I have a 36"x18"x36" exo terra terrarium set up for my two azureus. I'm getting an African millipede. I'd like to have it in the frog terrarium. Does anyone see any potential harm in doing this? Thanks for the input.


----------



## kimcmich (Jan 17, 2016)

Greetings,

African millipedes are really neat - but they are also rather voracious herbivores (and will scavenge omnivorously - possibly on eggs). The plants in your tank will likely get chewed-on even if you supply the millipedes with other food (they really like cucumber, FYI). They'll nibble on your moss and wood - and may take to scouring your wood if they like the taste. 

Giant millipedes also tend to be shy during the day and they really don't like bright light at all so you might not see them very often if you have a well-lit frog viv unless you have some _deep_ shade areas. Millipedes are also heavy (much heavier than a frog) and will explore every inch of your viv and likely dig into the substrate. Their weight and activity might disrupt your more delicate plants, ferns, mosses etc.

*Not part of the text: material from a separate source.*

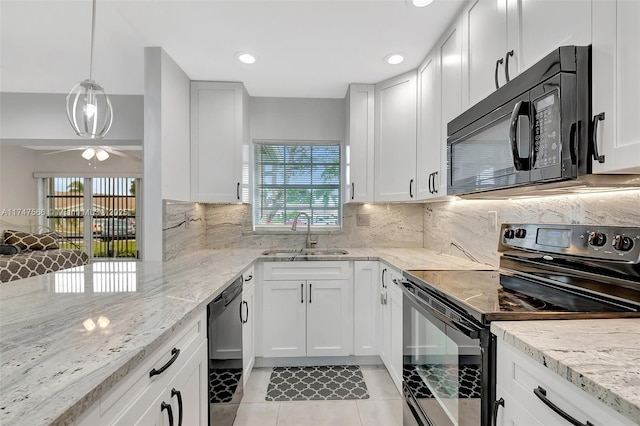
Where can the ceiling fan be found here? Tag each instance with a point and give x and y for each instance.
(99, 153)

I've kept Giant millipedes with bromeliads and ferns. While they did not devour these plants, they did slowly nibble away all the fern fronds. The bromeliads faired better - but even they had shredded edges on all the leaves.


----------



## Gibbs.JP (Feb 16, 2016)

I can't answer about the millipede, but I'm working on the same tank for the same frogs and am curious how yours looks. Could you post some pictures? TIA!


----------



## Adsweds83 (Nov 18, 2020)

I was going to get millipede also for my tank but glad j havent now, thankyou for the info


----------